2026-06-08 23:07:24 -04:00
conductor-tier2 68354841cb docs(interop-assessment): C11 <-> Python interop design space for chunkification_optimization
The user asked a sharp, skeptical question: can a chunk-based C11
data structure actually interop with Python's runtime in a way
that's useful for Manual Slop? They explicitly corrected my
first-draft framing (the duffle.h + pikuma ps1 files are a C11
*style reference*, not an interop pattern). The assessment
investigates honestly and reports tractable-vs-not.

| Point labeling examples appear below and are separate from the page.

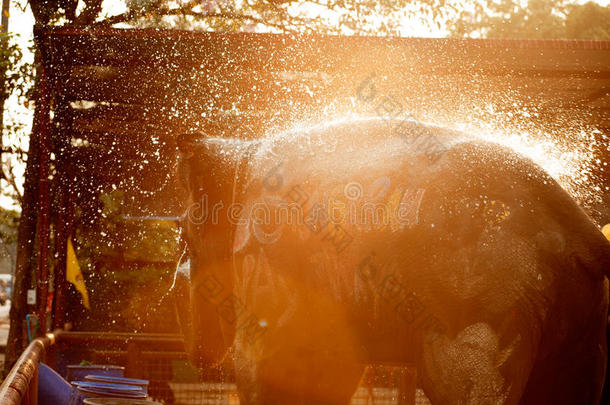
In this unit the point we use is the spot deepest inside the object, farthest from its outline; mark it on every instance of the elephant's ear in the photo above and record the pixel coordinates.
(606, 231)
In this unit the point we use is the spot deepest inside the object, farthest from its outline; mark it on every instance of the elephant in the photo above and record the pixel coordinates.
(317, 250)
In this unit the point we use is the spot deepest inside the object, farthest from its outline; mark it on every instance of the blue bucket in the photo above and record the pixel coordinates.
(78, 373)
(143, 384)
(52, 388)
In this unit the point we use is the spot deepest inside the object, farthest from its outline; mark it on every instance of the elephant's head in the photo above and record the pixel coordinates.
(203, 285)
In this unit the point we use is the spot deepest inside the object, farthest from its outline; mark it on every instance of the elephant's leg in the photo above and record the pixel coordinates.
(301, 378)
(573, 372)
(473, 368)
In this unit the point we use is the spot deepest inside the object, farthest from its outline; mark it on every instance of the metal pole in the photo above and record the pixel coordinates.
(43, 201)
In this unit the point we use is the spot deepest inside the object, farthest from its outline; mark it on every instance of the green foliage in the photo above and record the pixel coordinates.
(542, 19)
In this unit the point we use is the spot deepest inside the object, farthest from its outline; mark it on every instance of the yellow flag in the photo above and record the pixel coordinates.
(606, 231)
(74, 275)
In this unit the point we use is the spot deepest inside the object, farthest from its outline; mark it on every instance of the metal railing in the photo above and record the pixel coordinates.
(151, 356)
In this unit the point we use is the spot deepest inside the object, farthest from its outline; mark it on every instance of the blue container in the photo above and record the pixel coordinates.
(78, 373)
(52, 388)
(143, 384)
(118, 388)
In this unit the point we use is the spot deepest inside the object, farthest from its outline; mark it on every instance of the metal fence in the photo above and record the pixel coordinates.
(161, 359)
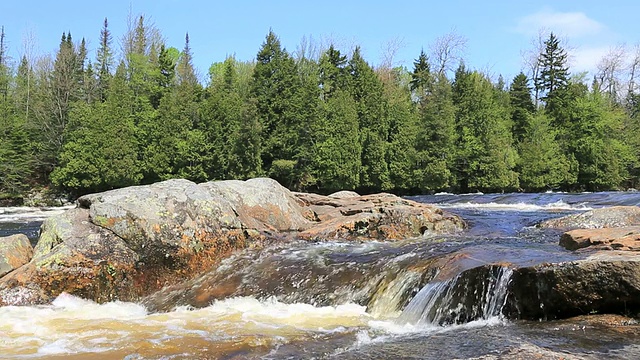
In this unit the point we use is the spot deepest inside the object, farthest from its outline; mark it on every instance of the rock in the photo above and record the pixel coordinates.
(15, 251)
(127, 243)
(378, 216)
(261, 204)
(344, 194)
(622, 238)
(615, 216)
(604, 282)
(528, 352)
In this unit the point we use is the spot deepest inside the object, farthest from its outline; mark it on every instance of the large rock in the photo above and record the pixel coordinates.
(127, 243)
(15, 251)
(378, 216)
(615, 216)
(622, 238)
(604, 282)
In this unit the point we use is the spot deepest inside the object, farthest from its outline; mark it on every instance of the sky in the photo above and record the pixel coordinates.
(497, 33)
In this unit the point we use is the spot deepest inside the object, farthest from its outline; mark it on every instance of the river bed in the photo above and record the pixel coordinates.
(304, 301)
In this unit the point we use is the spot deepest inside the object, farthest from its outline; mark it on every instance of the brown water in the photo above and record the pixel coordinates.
(335, 300)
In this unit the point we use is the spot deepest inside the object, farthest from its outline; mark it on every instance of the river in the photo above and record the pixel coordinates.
(305, 300)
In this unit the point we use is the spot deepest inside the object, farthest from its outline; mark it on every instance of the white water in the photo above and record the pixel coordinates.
(75, 326)
(20, 214)
(492, 206)
(438, 302)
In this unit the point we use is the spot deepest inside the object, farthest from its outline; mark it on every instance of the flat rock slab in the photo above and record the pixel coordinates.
(127, 243)
(15, 251)
(621, 238)
(609, 217)
(349, 216)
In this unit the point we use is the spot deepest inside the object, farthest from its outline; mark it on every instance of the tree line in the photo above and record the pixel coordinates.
(314, 123)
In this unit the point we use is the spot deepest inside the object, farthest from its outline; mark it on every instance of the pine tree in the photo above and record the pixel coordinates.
(553, 78)
(104, 60)
(522, 107)
(336, 161)
(276, 90)
(333, 75)
(101, 149)
(485, 156)
(368, 93)
(436, 138)
(542, 164)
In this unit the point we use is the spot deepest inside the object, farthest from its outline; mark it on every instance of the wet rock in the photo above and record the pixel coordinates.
(622, 238)
(261, 204)
(128, 243)
(15, 251)
(528, 352)
(604, 283)
(615, 216)
(378, 216)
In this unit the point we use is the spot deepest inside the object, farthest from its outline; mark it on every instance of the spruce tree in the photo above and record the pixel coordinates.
(553, 78)
(368, 93)
(104, 60)
(522, 107)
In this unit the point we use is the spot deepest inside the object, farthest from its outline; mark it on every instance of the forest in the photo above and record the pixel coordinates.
(317, 121)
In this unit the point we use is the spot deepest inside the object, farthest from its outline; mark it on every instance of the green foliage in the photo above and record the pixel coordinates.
(542, 165)
(486, 157)
(323, 124)
(368, 94)
(522, 106)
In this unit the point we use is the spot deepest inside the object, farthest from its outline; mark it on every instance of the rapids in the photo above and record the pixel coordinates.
(338, 300)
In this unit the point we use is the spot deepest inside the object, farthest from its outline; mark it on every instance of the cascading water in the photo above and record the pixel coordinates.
(419, 298)
(459, 299)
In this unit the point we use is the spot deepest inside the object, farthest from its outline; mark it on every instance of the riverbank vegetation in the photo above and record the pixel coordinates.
(316, 120)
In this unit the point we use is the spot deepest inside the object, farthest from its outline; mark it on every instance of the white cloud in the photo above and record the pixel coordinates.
(587, 58)
(571, 24)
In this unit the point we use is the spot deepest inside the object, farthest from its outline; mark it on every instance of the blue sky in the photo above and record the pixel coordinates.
(497, 32)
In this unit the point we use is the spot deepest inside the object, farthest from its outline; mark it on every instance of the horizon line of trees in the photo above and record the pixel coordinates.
(314, 123)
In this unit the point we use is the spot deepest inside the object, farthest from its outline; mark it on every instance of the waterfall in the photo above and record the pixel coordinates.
(478, 293)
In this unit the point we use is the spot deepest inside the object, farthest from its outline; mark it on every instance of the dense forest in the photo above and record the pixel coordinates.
(314, 120)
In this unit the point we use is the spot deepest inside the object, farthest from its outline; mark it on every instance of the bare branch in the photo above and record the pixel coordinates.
(447, 50)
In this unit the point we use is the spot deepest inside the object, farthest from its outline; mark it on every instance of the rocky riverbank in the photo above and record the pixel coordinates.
(127, 243)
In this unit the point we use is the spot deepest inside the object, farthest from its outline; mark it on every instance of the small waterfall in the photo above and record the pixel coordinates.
(478, 293)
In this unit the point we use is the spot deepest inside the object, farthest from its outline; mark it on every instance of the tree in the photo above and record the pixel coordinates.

docs/reports/c11_python_interop_assessment_20260608.md (564 lines, 38KB):

Part 1: C11 style reference summary
- 11 style observations from reading duffle.h + main.c + pikuma
  ps1 duffle/ + hello_gte.c end-to-end
- Byte-width typedef convention (U1/U2/U4/U8, S1/S2/S4/S8, B1-B8, F4/F8)
- The macro meta-DSL (Struct_/Enum_/Array_/Slice_/Opt_/Ret_)
- The I_/IA_/N_ inline discipline
- The r/v pointer rule (restrict OR volatile, never both, never const)
- Slice + Slice_T as the data-structure primitive
- FArena as the allocation primitive (single-buffer, NOT chunked)
- defer/defer_rewind/scope as the cleanup primitive
- KTL (linear key-value table) as the "assume small N" pattern
- What a chunk-array in duffle.h style would look like

Part 2: Interop design space (the actual question)
- 5 candidate interop layers: ctypes, cffi, pybind11, custom
  CPython C extension, NumPy wrap
- Honest assessment matrix: build cost, per-op overhead, style
  fit, lego-set pattern support
- Verdict: custom CPython C extension is most tractable; pybind11
  is style-mismatched; ctypes/cffi work for non-hot-path
- What "MVP chunked C11 package" requires (~500-1000 LOC total)
- 5 questions to ask the user before this becomes a track
- Crucial insight: the user's "unorthodox" interop is most likely
  duffle.h-style C11 + thin PyTypeObject glue at the bottom of
  the same .h file. Tractable, style-fit high.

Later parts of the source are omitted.